But no wonder when you read about the crazy head of Sony Pictures, the woman
that got kicked because of the scandals that got made public (emails leaked).
For example we can "thank" her for that the Steve Jobs movie lost the The
Social Network director and is now such a boring piece of movie.

We don't need hundreds of super hero movies, such a mass is stupid. Where are
the funny movies, the action movies, the adventure movies? We want less CGI
and more real action, or CGI looking like real action.

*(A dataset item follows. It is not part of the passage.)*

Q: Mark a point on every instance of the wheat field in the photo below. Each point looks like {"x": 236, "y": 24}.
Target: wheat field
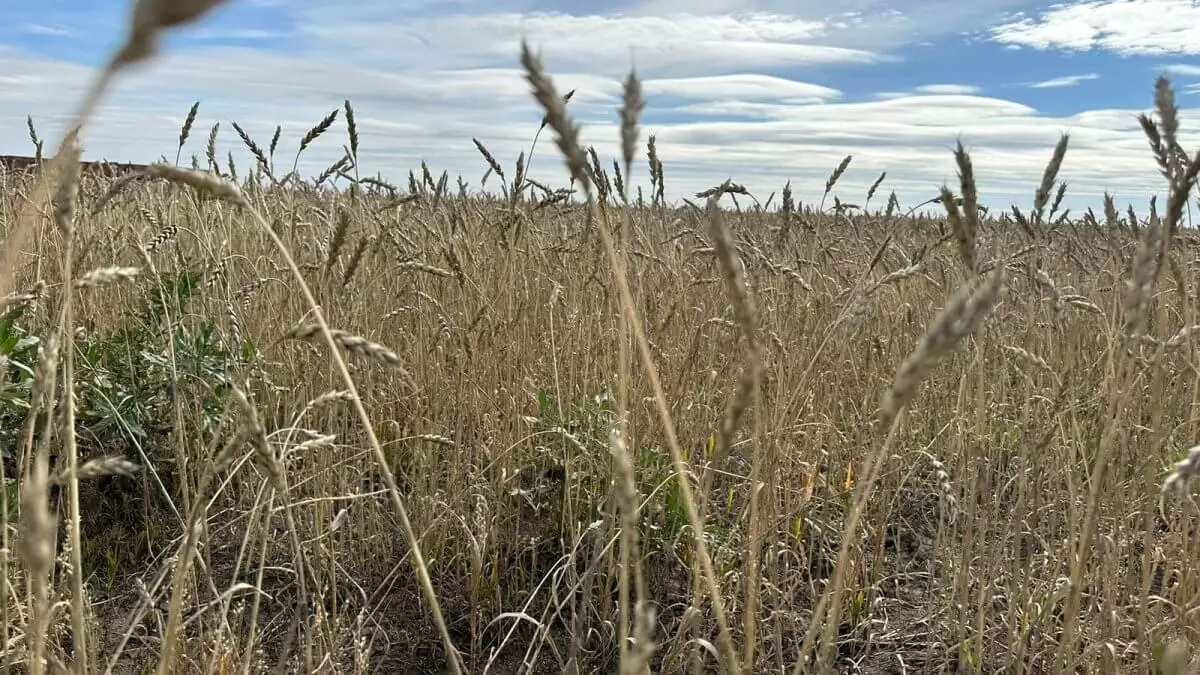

We want movies not boring hour long series, we have no time to waste hours for
a stretched story arc.

The Accountant, (second half of) Bourne 2016, Jack Reacher 2, Mission
Impossible Rogue Nation ... were good movies. But it gets harder and harder to
find a few movies per year that are watchable. The last two X-Men movies were
so bad, so many CGI effects, so dark, so little content that made the previous
X-Men movies great. Were are the Die Hard 1-2, Air Force One, first three Tom
Clancy movies of this decade - right, directors and script writers forgot how
to pace a movie, as constant action is just wrong, you need intense action
then calm situations and then action again and a bit humour does't hurt
(something almost completely forgotten). I just saw a 1968 action movie and it
was so much better (Steven Spielberg mentioned it's his favourite movie he
sees up to), this decades Hollywood is in a sad state.

------
rabboRubble
For Hollywood movies, I only do matinees. Frack paying $20+ for a single
ticket. At that price point, if the movie sucks, it generates massive
butthurt. These days I only go to a nighttime movie if somebody I like wants
me there. Maybe 2 a year?

Art house tickets are like 5-10 bucks on smaller screens. I can buy pizza and
beer at these places. There is a narrow table to hold my pizza and beer. This
is my price point for a nighttime movie.

Good luck to Hollywood at those dollars.

------
smaili
Would be interesting if theaters find a way to reduce audience interference
while still capturing the audience atmosphere. The last couple of outings have
had me sit next to people playing with phones or talking during the movie.